Each can be combined into a set of filters with these boolean operators:
Java::HarbingerSdk::Search::and_filters([array_of_filters])
- Join an array of filters with anAND
operator.Java::HarbingerSdk::Search::or_filters([array_of_filters])
- Join an array of filters with anOR
operator.
These methods can be found in the API documentation under the Search
class.
An example combining these filters into a search term on reportBody
by the rad_exam_times.end_exam
and rad_reports.report_event
date for a specific procedure:
entity_manager ||= Java::HarbingerSdk::DataUtils.getEntityManager
full_text_entity_manager ||= Java::HarbingerSdk::DataUtils.getFullTextEntityManager(entity_manager)
# This is the standard parsed input terms for search. Downcase terms and boolean operators should be all caps
# ex: "pneumonia AND pneumothorax"
# bad example: "Pneumonia and pneumothorax"

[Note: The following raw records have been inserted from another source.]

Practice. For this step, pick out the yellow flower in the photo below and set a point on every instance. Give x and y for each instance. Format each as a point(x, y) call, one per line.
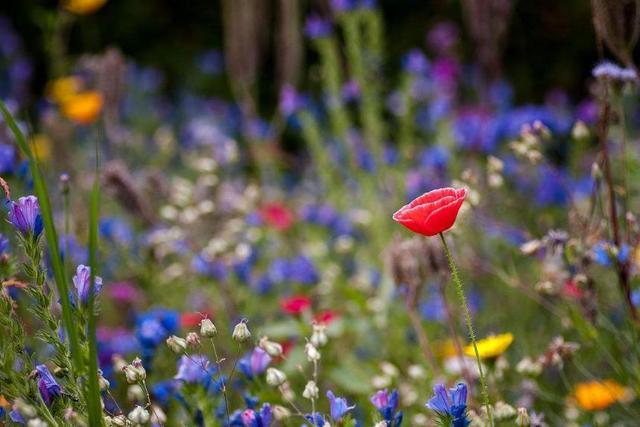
point(59, 90)
point(84, 107)
point(490, 347)
point(599, 395)
point(42, 146)
point(83, 7)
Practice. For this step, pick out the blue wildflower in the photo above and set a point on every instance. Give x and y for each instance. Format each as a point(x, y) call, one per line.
point(263, 418)
point(451, 405)
point(387, 404)
point(25, 216)
point(82, 280)
point(49, 388)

search_terms = "pneumonia"
# Swap out with reportImpression as desired
begin
phrase_query = Java::harbinger.sdk.Search::search_query("reportBody", search_terms)
rescue Java::OrgApacheLuceneQueryParser::ParseException => e
return "Error while parsing search string"
end
#Arbitrary times but formatted as needed for the query
start_date = 1.year.ago.strftime("%Y%m%d")

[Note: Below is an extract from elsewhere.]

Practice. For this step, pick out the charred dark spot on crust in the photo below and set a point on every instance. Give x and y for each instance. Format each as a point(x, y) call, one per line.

stop_date = Time.now.strftime("%Y%m%d")
#Time range filter on reportEvent
timefilter1 = Java::harbinger.sdk.Search::term_range_filter("reportEvent", start_date, stop_date)

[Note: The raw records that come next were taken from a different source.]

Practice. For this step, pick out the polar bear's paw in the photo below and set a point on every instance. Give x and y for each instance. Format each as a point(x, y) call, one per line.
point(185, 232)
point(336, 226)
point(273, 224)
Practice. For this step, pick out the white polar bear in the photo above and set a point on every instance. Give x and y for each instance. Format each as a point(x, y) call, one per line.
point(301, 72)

#Time range filter on endExam
timefilter2 = Java::harbinger.sdk.Search::term_range_filter("endExam", start_date, stop_date)
#Procedure description filter for exact results
pquery = Java::HarbingerSdkData::Procedure.createQuery(@entity_manager)
descriptions = pquery.where(pquery.in(".description",["CT CHEST W CONT PULMONARY ARTERIES"])).select(".id").list.to_a.collect(&:to_s)
procdescfilter = Java::harbinger.sdk.Search::term_values_filter("radExam.procedure.id", descriptions)
#Build the full text query with the given search query and filters
ftquery = full_text_entity_manager.createFullTextQuery(phrase_query)
ftquery.setProjection(Java::org.hibernate.search.jpa.FullTextQuery::THIS, Java::org.hibernate.search.jpa.FullTextQuery::SCORE)
ftquery.setFilter(Java::harbinger.sdk.Search::and_filters([timefilter1,timefilter2,procdescfilter]))
ftquery.setMaxResults(100).getResultList().to_a
Limitations¶
There is no facility to combine a free text search and a SQL where
clause into a single query at this time.